Check out this blog post for a refresher on Rails UI and why I'm building it.
A quick TL;DR; of recent updates:
I have redesigned the onboarding of the gem/engine and improved how you can refer to your Rails UI install in a given Ruby on Rails application.
I completed the first theme and design system based on Bootstrap. Next up is the first Tailwind CSS theme.
My goal is to complete two themes (one Bootstrap, one Tailwind) and start opening up access for you to trial as an alpha version (If you're reading this and subscribed to the mailing list, you;ll get first dibs 🍕).
You may wonder what the heck a theme is and how it relates to Rails UI. I'll explain some more below and in upcoming issues.
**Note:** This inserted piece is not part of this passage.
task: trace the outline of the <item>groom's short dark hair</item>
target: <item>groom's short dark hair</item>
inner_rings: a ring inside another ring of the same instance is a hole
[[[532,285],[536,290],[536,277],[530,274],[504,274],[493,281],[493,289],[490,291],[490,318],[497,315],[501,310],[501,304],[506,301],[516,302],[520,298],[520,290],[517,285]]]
For now, here are screenshots of a fresh install of the Retriever theme, which leverages Bootstrap. This view
is called the "Design System", which features all the components and patterns Rails UI serves up for a given theme and CSS framework.
Each theme and CSS framework will offer a different set of components, styles, and content that will be expanded as time allows.
Fully integrated to Rails
I have considered adding ViewComponent and Phlex support in the future but will need to dive deeply into that stratosphere before adding it to the road map.
Additionally, each section of the design system is linkable, so you can share links with co-workers who might need a hand finding a specific component or design asset. Of course, this is assumed you are working locally in a Rails development environment.
The configuration form got a massive update. This view is the first place you will likely land after the successful installation of Rails UI.
The configuration in the screenshot features an active theme called "Retriever," so the view has fewer controls available.
An inactive theme would prompt you to choose both a CSS framework and a theme as a starting point for your design.
Themes are considered a starting point rather than a source of truth. The components combined with themes help pave your design in a direction that suits you best.
Over time the theme library will scale considerably. My goal is to make this part of the project offer as many
themes as possible to avoid too much repetition out in the wild.
Of course, all components are customizable thanks to the underlying CSS frameworks and how easy it is to incorporate those into a Rails application.
Finally, for bonus points, this is the first screen you see after installing Rails UI. I had some fun with HTML canvas.
For now, Rails UI requires all applications to be brand new. Integrating new design into old is super hard, and
while I'd love to say that's on the horizon, I wonder if it would be a huge focus at this time.
I hope you'll stay tuned for the next update. I have a lot of documentation to write, and that should help me zero in on the gray areas of Rails UI. I want to make it as effortless as possible when it comes to installation, configuration, and using it in the application. That will likely be a learning phase requiring a ton of finesse, but I'm excited to take it on 👏.